One fairly recession-proof organisation is George Soros's Open Society Institute. An event I was chairing at OSI's Upper West Side headquarters on Tuesday evening drew comment for the increasingly rare generosity of the pre-meeting buffet - as well, of course, for the intrinsic merits of the discussion on the future of internet freedoms with OSI fellows Rebecca MacKinnon and Evgeny Morozov, experts respectively on the Chinese and Russian webscapes.

MacKinnon produced a hilarious collection of videos of singing alpaca harvested from the Chinese web. The alpaca is a small Latin American camel that produces a fine light wool, but, it has to be said, is no great beauty. Why its sudden popularity among Chinese netizens? It helps to know that the phrase for alpaca, cao ni ma, literally translated as "grass mud horse", is only one tone away from sounding like "fuck your mother".

This is enough to make it the symbol of the moment for mutinous Chinese web users, and judging by the wide variety of alpaca videos on offer, there are a gratifying number of those. It's not often that I feel sorry for China's cyber police, but it must be tough to find an excuse to censor alpaca videos that doesn't make the police look as silly as the alpaca. (Not that ridiculous arrests are unknown in China: some Tibetan monks were detained for whitewashing a building that had once been used by an incarnation of the Dalai Lama. Whitewashing with subversive intent is as unconvincing a charge as unauthorised reincarnation, also against the law in China. Bodhisattva beware.)

MacKinnon also showed some irreverent responses to China Central Television's ill-judged celebration of the Lantern Festival, during which their overcharged fireworks set fire to the Mandarin Oriental Hotel, a futuristic building from the studio of Rem Koolhaas. The Mandarin, which was still under construction and is now a smoking ruin, was next to the CCTV headquarters building, which Beijing wags have christened "the underpants" for its resemblance to a pair of standing longjohns. CCTV, meanwhile, having created this spectacular event, barely covered it, no doubt in deference to state instructions to bury the blaze. Like the Olympics-related disasters of last year, this is one bad omen Beijing would prefer not to publicise.

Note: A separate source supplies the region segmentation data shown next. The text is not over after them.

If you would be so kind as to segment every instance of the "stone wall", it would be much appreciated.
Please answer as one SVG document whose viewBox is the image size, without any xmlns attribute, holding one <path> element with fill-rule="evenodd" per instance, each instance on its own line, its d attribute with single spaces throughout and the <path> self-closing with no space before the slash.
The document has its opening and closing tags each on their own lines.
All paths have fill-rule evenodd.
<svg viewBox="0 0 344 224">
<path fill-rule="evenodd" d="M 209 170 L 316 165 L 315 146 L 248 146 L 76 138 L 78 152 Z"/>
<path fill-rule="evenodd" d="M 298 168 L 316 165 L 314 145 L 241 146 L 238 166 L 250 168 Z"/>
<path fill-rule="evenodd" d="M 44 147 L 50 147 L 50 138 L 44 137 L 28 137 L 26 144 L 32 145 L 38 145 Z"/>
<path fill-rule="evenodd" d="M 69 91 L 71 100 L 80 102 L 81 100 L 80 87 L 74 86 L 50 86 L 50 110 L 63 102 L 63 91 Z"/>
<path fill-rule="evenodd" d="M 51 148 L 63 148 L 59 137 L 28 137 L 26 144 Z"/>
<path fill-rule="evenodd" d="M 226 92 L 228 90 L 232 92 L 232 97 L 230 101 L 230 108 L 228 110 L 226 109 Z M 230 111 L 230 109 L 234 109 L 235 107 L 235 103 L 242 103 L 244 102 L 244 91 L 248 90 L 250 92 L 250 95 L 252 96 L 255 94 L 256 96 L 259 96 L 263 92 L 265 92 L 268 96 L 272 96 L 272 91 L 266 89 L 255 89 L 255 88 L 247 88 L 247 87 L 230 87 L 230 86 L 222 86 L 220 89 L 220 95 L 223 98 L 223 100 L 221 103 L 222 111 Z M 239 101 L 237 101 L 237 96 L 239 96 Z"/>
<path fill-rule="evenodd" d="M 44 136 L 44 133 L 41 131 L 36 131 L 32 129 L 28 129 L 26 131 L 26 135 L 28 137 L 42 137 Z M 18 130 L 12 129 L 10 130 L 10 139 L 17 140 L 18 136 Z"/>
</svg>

Back to New York on Friday to hear Hillary Clinton make her first foreign policy speech to the Asia Society elite at their plush Upper East Side premises. The society's departing chairman, Dick Holbrooke, who lusted for years after what is now Clinton's portfolio, has become Obama's man with the brief to fix Afghanistan and Pakistan, a thankless task which he has taken on with apparent enthusiasm. The secretary of state, meanwhile, keen to make some impact in the new job, was Asia-bound and this was her first public statement of what the world could expect from the new administration.

As the Asia Society is among those elite institutions suffering from diminishing endowments and shrinking donations in these hard times, the excitement of hosting Hillary engendered a certain amount of inner-circle ticket jostling. There was an impressive display of cosmetic surgery and some alarming helmet hair in the audience; Hillary herself, dressed in a bright scarlet jacket and black trousers, was refreshingly free of both.

The verdict on content was favourable, and not only because Clinton name-checked the Asia Society's recent road map on climate co-operation with China. She repeated the "smart power" formulation that promises less brute force and more persuasion than had been the case under the previous regime, and promised constructive relations with the rest of the world, including an offer of normalisation with North Korea in exchange for that regime's abandoning its nuclear programme. Though this is not the job she really wanted, Clinton handled questions with impressive knowledge and confidence. On the home front, she said, it was time that the US stopped turning its back on the future and remembered that it was meant to be the country that could fix things. Hear, hear.